À Isabelle : Comme je le disais à Gen, la coupure se fait moins bien, quand on a moins de temps en voiture. 20 minutes, c'est limite! Ça prend de la bonne musique en titi pour décrocher! Surtout que je sais qu'en arrivant, le tourbillon reprendra. Devoirs, souper, vaisselle. Il y a toujours quelqu'un qui attend après moi, je suis la mère, celle qui décide, qui voit à tout, qui rassure, qui console, qui écoute. Celle qui pense à l'hiver qui s'en vient, à tout ce qu'il faut acheter pour être bien, à ce qu'on va manger demain, au linge d'éduc qui doit être dans le sac d'école... Ouf! Minute, je dois faire mes 5 respirations abdominales, là... ;)

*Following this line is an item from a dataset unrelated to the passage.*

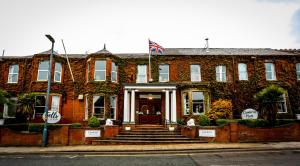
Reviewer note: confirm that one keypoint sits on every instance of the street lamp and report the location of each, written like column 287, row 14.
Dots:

À Chantal : Ah! Dans mes bras, mon sauveur!!! :D Très bonne idée, ça : pas le droit de parler de la job sur l'heure du diner. Me semble qu'on fait juste ça, ces temps-ci, non? À partir d'aujourd'hui, on mange, et après on décroche. T'as de super bonnes idées! Marcher, ça on le fait déjà, il fait encore beau dehors et ça fait du bien. Mais pour les journées moins belles, lecture, écriture, artisanat, n'importe quoi, mais vendu, on ne parle pas de boulot pendant notre dîner! :D

À ClaudeL : Bel exercice de visualisation, les nuages! MDR pour l'hyperventilation après 5 respirations!!! :D

C'est drôle, on dirait que ce sujet interpelle surtout les femmes... serions-nous plus sujettes au stress? Quelque part, je pense que oui...

Gen a dit…

@Isa : Ouais, c'est en plein ça que je voulais dire! hihihi (la codéine a mangé les autres mots)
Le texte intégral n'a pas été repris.